5
$\begingroup$

I'm a programmer, not a math guy, so please answer in English. ;)

Suppose I have a multi-modal univariate distribution like:

.. . ..                         ...........                    .. . .. .

but with each "cluster" (where each clusters is normally distributed) much further apart and more clusters. If I do a density plot of this with R, it's going to be spiky, but some of the less dense spikes might not be smooth because the "optimal" bandwidth was dominated by the more dense clusters.

Compare to a unimodal distribution like:

.          .         . ..    .  . . ... .. . .      .. .    .   .      .

The density plot of this distribution would look just fine.

What property describes the multi-modality of a distribution? I'm pretty sure that the former distribution would be better modeled by separating each cluster into a separate distribution and doing a density plot on it separately. But I'm unsure how to separate the distribution into these clusters robustly.

  • 1
    It's NP hard to actually figure out a good k-means approximation. One idea would be to help k-means by doing an initial peak detection algorithm. If you convolve your distribution with a sliding box function, it will effectively average out values at each point in the interval of the box. If you then set a threshold value for the set of averages, you'll effectively be pulling out the peaks.2012-09-18

1 Answers 1

0

If I understand your question, you have a set of data points that represent a single variable (height measurements of people say) and you outline two scenarios, one where the data have one mode, the other multiple modes. When plotted against another variable, datapoints near different modes will tend to appear in different groups or clusters, and typically you want to determine which datapoints belong to which groups. In the height example, a plot of height on the y-axis versus weight on the x-axis may show distinct clusters of people which to a large extent explain the multi-modality.
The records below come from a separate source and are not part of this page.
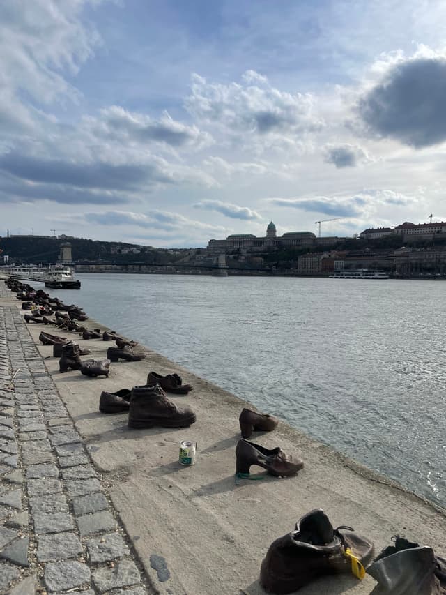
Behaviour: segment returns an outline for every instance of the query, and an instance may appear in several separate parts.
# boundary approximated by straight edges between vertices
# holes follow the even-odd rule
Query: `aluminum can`
[[[180,456],[178,460],[181,465],[195,465],[197,459],[197,442],[183,440],[180,444]]]

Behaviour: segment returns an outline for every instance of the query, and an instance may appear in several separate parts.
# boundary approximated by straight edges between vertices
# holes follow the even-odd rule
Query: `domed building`
[[[276,226],[274,225],[272,221],[271,221],[270,223],[268,223],[268,227],[266,228],[266,237],[275,238],[276,235]]]
[[[288,232],[277,237],[276,226],[271,221],[263,237],[252,234],[236,234],[228,236],[225,240],[209,240],[207,248],[213,253],[231,252],[238,248],[247,252],[260,252],[266,248],[313,246],[316,241],[316,237],[312,232]]]

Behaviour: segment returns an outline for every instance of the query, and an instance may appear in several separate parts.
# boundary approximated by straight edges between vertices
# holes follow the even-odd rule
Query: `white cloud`
[[[229,202],[222,202],[221,200],[201,200],[200,202],[197,202],[193,206],[196,209],[215,211],[233,219],[251,220],[262,218],[256,211],[253,211],[247,206],[238,206]]]
[[[311,93],[279,91],[251,70],[245,73],[243,81],[248,84],[208,83],[195,74],[186,107],[199,121],[226,128],[238,135],[295,137],[323,126],[314,113]]]

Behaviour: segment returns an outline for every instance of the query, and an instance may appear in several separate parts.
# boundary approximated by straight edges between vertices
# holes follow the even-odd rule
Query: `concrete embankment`
[[[59,297],[63,299],[63,292]],[[0,309],[18,308],[20,304],[9,292],[0,297]],[[91,329],[101,326],[91,320],[81,324]],[[294,477],[277,479],[262,472],[261,481],[240,479],[236,485],[238,420],[247,404],[149,349],[141,361],[112,363],[109,378],[87,378],[77,371],[60,374],[52,347],[39,344],[43,325],[30,324],[26,328],[122,522],[130,550],[141,564],[141,580],[145,574],[157,592],[263,594],[259,573],[270,544],[291,531],[302,515],[318,507],[334,526],[350,525],[372,540],[377,552],[399,534],[431,545],[437,554],[446,554],[445,511],[284,423],[251,439],[266,448],[280,446],[296,453],[305,468]],[[45,328],[49,332],[54,329]],[[115,330],[119,331],[118,320]],[[59,334],[77,340],[79,336]],[[113,345],[82,338],[78,342],[92,350],[85,359],[103,359]],[[150,345],[150,337],[146,342]],[[151,370],[162,375],[177,372],[183,382],[194,385],[187,396],[169,396],[178,406],[187,405],[194,410],[195,424],[178,430],[132,430],[125,414],[98,412],[101,391],[144,384]],[[183,439],[198,443],[193,467],[178,462]],[[252,468],[252,473],[257,471],[263,469]],[[79,537],[84,544],[85,538]],[[363,581],[343,575],[319,580],[299,593],[369,594],[375,584],[369,575]],[[147,585],[139,588],[151,592]]]

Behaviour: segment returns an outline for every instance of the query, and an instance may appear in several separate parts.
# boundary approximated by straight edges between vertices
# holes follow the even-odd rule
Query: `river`
[[[79,278],[51,293],[446,506],[444,282]]]

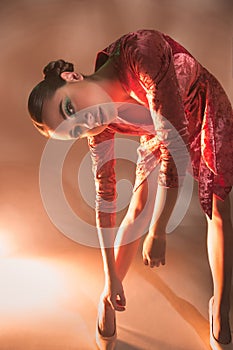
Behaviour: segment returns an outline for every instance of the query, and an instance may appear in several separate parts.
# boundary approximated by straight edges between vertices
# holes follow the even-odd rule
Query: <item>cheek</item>
[[[55,130],[63,121],[59,114],[50,108],[43,108],[42,120],[51,130]]]
[[[90,131],[88,131],[85,136],[95,136],[100,134],[102,131],[104,131],[106,129],[107,126],[105,125],[101,125],[101,126],[97,126],[96,128],[91,129]]]

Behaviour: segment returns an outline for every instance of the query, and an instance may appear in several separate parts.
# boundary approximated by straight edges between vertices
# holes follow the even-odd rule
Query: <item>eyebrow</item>
[[[59,112],[60,112],[63,119],[67,119],[67,117],[63,111],[63,108],[62,108],[62,101],[59,103]]]

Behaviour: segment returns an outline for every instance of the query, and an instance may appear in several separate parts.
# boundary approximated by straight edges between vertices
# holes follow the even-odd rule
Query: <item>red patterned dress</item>
[[[134,190],[158,163],[159,184],[178,186],[171,154],[176,152],[179,162],[181,150],[173,147],[170,125],[188,147],[200,203],[211,218],[213,194],[224,200],[233,184],[233,112],[220,83],[180,44],[155,30],[139,30],[116,40],[98,53],[96,70],[107,60],[111,60],[128,95],[150,112],[155,132],[148,131],[150,128],[143,132],[125,118],[125,111],[122,115],[119,111],[120,122],[111,122],[104,132],[88,138],[97,224],[115,225],[116,132],[141,136]],[[149,124],[148,117],[144,119]]]

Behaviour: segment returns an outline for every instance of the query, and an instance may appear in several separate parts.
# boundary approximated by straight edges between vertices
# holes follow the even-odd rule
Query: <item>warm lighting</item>
[[[0,258],[7,256],[11,251],[9,238],[0,232]]]
[[[0,310],[8,317],[51,310],[66,293],[61,272],[49,260],[4,259],[0,279]]]

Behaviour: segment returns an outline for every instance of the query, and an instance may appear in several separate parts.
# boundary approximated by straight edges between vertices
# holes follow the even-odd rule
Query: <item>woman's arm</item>
[[[106,129],[88,138],[96,187],[96,224],[103,257],[105,288],[103,297],[117,311],[124,310],[125,296],[115,269],[116,178],[114,132]]]

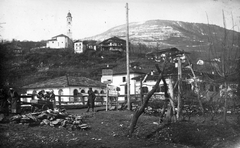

Somebody mentioned k-means clustering to determine which datapoints belong to which cluster and this can be used. Another method is model-based clustering using mixture models – finite mixture models if the densities are normal. These models can be fitted in R, and they use likelihood functions to fit the models and perform the clustering (determining which datapoints are in each cluster). As far as I know one method for determining if 1,2,3,.. clusters are present in the data is to fit sequential finite mixture models using 1,2,3.. clusters and to compare the overall likelihoods. Usually measures called AIC and/or BIC are used to do the comparisons, and these correct for the fact that the different models may use different numbers of parameters. As I understand things, statistical tests for these comparisons are not valid (i.e. we cannot make probability statements about the comparisons, rather we simply compare the AIC/BIC).

Have a look at the paper “Finite mixture models and model-based clustering” by Melnykov (2010) for a good summary. You can find it at http://projecteuclid.org/DPubS?service=UI&version=1.0&verb=Display&handle=euclid.ssu/1272547280.